NVIDIA Device Plugin is a Kubernetes cluster component that manages each node's GPU, enabling more convenient and efficient GPU resource utilization. This topic describes how to upgrade and restart NVIDIA Device Plugin, isolate GPU devices, and check and update the NVIDIA Device Plugin version in Container Service for Kubernetes (ACK) clusters in exclusive GPU scheduling scenarios.
NVIDIA Device Plugin
The implementation and management policies of NVIDIA Device Plugin vary based on its version. If the Kubernetes version of your cluster is earlier than 1.20, we recommend that you manually upgrade the cluster. The following table describes the differences between NVIDIA Device Plugin in clusters that run different Kubernetes versions.

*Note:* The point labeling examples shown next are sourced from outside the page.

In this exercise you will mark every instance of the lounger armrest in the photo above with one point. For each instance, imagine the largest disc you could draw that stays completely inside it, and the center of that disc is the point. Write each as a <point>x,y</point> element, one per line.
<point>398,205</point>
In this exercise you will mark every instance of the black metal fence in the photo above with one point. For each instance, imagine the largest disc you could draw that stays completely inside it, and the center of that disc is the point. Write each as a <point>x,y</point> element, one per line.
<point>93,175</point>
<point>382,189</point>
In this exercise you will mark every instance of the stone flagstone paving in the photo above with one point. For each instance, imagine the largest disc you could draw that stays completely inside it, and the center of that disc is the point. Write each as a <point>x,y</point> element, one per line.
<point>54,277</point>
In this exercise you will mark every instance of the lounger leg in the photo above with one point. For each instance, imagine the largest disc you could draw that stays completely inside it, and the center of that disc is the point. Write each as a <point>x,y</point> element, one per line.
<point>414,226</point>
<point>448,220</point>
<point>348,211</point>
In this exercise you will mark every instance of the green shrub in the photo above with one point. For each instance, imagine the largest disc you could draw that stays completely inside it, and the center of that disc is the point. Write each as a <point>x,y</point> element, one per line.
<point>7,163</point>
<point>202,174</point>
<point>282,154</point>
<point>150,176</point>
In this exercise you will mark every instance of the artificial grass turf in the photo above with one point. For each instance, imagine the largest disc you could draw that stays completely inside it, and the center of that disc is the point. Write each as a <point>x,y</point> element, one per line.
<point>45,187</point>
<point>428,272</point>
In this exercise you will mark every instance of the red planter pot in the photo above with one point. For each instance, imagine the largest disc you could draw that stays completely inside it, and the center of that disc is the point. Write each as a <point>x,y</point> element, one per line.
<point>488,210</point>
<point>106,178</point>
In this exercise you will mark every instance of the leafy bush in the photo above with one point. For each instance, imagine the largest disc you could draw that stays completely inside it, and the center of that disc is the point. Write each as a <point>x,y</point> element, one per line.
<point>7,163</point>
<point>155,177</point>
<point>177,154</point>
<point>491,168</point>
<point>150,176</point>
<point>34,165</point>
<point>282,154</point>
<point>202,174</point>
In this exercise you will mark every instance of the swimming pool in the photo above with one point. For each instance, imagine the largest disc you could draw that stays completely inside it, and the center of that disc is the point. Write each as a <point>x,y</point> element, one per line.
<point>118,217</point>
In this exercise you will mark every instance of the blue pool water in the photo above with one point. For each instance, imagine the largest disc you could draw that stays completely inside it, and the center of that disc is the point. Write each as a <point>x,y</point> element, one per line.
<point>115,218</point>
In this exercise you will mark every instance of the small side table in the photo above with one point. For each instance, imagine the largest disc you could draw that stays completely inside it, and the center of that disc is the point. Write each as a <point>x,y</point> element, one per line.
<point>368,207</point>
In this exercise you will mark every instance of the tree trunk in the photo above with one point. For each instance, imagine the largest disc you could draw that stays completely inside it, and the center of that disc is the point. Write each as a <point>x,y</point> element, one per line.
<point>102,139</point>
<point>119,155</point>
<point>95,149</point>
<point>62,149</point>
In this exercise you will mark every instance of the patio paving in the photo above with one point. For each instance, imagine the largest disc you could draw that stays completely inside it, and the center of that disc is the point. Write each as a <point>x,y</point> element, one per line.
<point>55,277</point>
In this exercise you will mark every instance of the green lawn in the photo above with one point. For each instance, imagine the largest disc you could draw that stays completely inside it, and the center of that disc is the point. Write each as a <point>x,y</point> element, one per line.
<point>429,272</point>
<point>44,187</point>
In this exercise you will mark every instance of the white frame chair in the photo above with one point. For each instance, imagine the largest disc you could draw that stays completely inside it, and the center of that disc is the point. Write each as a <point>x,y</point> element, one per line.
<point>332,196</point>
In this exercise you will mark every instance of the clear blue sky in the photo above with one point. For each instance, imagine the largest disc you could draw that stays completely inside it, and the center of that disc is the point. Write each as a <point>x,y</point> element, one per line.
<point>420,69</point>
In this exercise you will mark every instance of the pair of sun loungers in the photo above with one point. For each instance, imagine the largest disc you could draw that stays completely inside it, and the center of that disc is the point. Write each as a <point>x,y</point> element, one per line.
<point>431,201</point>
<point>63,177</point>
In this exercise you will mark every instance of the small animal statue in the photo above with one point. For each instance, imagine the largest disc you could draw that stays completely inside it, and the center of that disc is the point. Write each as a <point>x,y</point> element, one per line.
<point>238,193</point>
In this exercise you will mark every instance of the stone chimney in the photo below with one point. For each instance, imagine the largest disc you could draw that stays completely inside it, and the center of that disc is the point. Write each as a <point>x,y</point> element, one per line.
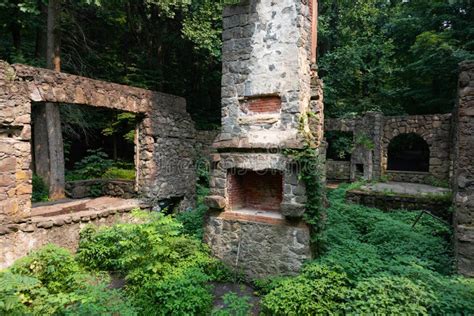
<point>268,89</point>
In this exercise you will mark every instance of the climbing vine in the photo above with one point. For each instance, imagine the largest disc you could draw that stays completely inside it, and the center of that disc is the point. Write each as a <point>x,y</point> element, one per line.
<point>310,167</point>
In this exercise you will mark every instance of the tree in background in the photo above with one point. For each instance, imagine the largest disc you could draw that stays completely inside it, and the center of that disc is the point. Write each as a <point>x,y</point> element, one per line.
<point>399,57</point>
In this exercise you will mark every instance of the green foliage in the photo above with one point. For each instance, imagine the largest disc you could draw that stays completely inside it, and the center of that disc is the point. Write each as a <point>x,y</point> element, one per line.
<point>97,165</point>
<point>393,56</point>
<point>389,267</point>
<point>94,165</point>
<point>318,290</point>
<point>40,190</point>
<point>123,124</point>
<point>235,305</point>
<point>340,145</point>
<point>54,267</point>
<point>364,141</point>
<point>310,171</point>
<point>388,296</point>
<point>119,173</point>
<point>16,292</point>
<point>49,282</point>
<point>162,267</point>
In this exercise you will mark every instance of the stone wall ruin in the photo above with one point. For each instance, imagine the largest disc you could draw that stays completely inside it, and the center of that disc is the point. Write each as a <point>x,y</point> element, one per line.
<point>268,90</point>
<point>463,176</point>
<point>380,130</point>
<point>164,145</point>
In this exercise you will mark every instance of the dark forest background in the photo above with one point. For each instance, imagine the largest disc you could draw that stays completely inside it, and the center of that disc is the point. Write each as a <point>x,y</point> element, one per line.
<point>399,57</point>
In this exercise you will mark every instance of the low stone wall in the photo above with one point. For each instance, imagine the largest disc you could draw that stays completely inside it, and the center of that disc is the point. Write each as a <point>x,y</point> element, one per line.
<point>385,202</point>
<point>18,239</point>
<point>259,249</point>
<point>338,170</point>
<point>408,176</point>
<point>164,154</point>
<point>89,188</point>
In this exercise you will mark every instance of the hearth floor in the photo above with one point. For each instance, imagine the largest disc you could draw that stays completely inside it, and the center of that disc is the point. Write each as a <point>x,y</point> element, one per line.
<point>68,206</point>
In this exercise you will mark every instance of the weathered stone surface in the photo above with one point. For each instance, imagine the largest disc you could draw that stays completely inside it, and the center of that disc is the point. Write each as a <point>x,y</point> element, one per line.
<point>268,90</point>
<point>292,210</point>
<point>57,230</point>
<point>259,249</point>
<point>215,202</point>
<point>380,130</point>
<point>463,175</point>
<point>165,144</point>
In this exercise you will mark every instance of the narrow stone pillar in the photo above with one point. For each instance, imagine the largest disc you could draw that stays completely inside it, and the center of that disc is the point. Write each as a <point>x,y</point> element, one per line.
<point>463,177</point>
<point>271,102</point>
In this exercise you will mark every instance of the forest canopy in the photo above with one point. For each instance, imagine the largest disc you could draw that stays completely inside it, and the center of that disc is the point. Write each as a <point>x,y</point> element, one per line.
<point>396,56</point>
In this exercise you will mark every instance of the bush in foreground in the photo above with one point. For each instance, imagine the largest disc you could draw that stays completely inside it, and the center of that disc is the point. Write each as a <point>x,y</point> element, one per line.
<point>375,263</point>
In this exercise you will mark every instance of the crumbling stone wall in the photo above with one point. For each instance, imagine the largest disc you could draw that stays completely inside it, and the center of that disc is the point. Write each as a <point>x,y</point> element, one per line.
<point>266,60</point>
<point>463,177</point>
<point>18,239</point>
<point>435,130</point>
<point>379,130</point>
<point>165,136</point>
<point>268,90</point>
<point>15,152</point>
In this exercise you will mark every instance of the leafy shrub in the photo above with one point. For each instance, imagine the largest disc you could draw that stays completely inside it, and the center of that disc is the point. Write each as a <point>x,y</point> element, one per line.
<point>119,173</point>
<point>16,292</point>
<point>318,290</point>
<point>40,190</point>
<point>54,267</point>
<point>97,299</point>
<point>49,282</point>
<point>94,165</point>
<point>235,305</point>
<point>166,272</point>
<point>390,267</point>
<point>388,295</point>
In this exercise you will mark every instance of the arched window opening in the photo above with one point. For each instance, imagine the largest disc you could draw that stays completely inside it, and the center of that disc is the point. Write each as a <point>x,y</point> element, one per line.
<point>408,152</point>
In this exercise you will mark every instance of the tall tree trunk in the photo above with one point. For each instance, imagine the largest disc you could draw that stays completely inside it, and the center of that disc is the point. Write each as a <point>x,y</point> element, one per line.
<point>15,27</point>
<point>54,165</point>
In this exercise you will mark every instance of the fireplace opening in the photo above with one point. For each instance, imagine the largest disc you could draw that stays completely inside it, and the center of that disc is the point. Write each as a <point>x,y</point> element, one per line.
<point>255,190</point>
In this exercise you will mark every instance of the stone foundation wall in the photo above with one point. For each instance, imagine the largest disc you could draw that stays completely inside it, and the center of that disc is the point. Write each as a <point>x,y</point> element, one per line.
<point>338,170</point>
<point>410,176</point>
<point>18,239</point>
<point>434,129</point>
<point>463,179</point>
<point>259,249</point>
<point>165,151</point>
<point>89,188</point>
<point>15,155</point>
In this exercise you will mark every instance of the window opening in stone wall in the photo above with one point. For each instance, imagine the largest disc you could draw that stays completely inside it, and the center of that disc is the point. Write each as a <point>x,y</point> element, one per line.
<point>408,152</point>
<point>255,190</point>
<point>340,145</point>
<point>99,152</point>
<point>261,104</point>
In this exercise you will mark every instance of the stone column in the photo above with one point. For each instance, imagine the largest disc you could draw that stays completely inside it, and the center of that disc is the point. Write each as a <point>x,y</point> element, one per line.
<point>463,177</point>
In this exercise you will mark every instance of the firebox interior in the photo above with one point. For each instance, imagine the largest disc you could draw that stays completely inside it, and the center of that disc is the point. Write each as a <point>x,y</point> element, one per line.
<point>255,190</point>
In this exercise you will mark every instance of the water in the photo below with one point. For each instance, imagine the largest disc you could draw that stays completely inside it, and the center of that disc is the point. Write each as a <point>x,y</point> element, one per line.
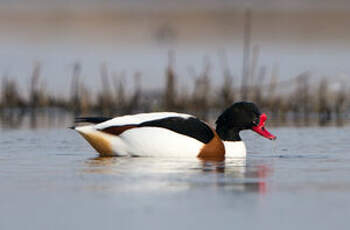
<point>51,179</point>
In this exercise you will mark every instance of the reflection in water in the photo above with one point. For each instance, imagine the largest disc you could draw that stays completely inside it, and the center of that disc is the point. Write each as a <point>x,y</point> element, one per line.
<point>155,174</point>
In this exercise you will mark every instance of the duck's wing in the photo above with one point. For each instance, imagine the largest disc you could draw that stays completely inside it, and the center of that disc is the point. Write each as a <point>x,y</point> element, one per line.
<point>179,123</point>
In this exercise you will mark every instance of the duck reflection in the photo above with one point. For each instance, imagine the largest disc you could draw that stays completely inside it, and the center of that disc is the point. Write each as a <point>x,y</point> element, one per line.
<point>235,175</point>
<point>229,175</point>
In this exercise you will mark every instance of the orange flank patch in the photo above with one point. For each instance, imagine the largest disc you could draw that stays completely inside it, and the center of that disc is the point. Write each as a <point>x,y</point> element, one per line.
<point>117,130</point>
<point>215,149</point>
<point>100,143</point>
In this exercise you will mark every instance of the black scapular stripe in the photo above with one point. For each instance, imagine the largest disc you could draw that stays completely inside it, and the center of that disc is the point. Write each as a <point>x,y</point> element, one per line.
<point>191,127</point>
<point>94,120</point>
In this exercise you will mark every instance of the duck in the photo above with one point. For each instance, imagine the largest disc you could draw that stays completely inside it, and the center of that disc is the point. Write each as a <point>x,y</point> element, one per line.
<point>174,134</point>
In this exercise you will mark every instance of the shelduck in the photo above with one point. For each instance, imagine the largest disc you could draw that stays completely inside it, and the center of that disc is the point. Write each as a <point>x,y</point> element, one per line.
<point>174,134</point>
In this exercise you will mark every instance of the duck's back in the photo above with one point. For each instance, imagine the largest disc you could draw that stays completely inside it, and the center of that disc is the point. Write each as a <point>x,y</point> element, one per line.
<point>159,134</point>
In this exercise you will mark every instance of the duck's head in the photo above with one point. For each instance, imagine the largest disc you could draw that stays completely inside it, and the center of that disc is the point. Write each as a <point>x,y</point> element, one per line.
<point>241,116</point>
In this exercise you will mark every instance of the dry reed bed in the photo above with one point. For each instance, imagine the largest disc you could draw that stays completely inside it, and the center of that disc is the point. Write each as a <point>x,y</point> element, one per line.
<point>301,101</point>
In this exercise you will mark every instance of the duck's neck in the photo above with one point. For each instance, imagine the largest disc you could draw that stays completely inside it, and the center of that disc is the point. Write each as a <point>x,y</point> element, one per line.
<point>226,134</point>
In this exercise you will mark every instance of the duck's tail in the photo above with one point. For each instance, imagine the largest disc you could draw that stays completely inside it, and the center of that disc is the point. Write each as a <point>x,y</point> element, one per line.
<point>93,120</point>
<point>98,140</point>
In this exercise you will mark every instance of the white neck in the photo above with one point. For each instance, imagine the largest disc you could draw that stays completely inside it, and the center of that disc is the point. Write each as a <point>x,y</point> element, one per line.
<point>235,149</point>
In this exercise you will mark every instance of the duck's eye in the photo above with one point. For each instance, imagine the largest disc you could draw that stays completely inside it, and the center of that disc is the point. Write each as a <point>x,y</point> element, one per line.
<point>256,121</point>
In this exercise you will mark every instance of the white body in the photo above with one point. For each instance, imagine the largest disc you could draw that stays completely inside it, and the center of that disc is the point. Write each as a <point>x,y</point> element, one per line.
<point>149,141</point>
<point>235,149</point>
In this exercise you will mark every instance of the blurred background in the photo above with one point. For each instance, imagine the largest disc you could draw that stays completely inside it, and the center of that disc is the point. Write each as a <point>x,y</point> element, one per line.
<point>65,58</point>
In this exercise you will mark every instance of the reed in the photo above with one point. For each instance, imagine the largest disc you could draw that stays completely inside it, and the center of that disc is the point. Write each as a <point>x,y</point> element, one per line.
<point>302,101</point>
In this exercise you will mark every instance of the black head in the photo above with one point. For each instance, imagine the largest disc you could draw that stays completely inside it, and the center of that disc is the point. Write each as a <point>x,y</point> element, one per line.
<point>241,116</point>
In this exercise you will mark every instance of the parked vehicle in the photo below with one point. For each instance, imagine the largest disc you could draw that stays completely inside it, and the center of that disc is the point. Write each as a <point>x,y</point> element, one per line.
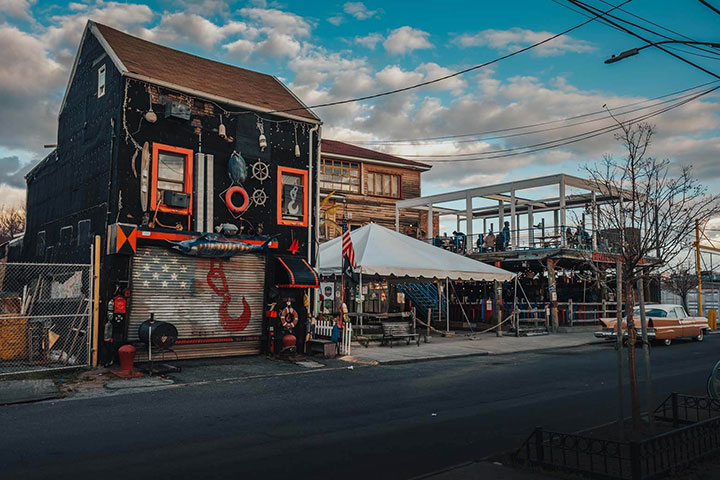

Item | Kubernetes 1.32 and later | Kubernetes 1.20 to 1.31 |
Deployment | DaemonSet | Static pod |
Management | Add-ons page in the ACK console | Manual maintenance |
Node label | ack.node.gpu.schedule=default | No special requirements |
Take note of the following items when you deploy NVIDIA Device Plugin as a DaemonSet:
NVIDIA Device Plugin is automatically installed during cluster creation.
If you uninstall NVIDIA Device Plugin, GPU-accelerated nodes that are added by scale-out activities cannot report GPU resources.
When you upgrade a cluster from an earlier version to 1.32, if NVIDIA Device Plugin is deployed in a static pod, NVIDIA Device Plugin will be upgraded to an ACK component.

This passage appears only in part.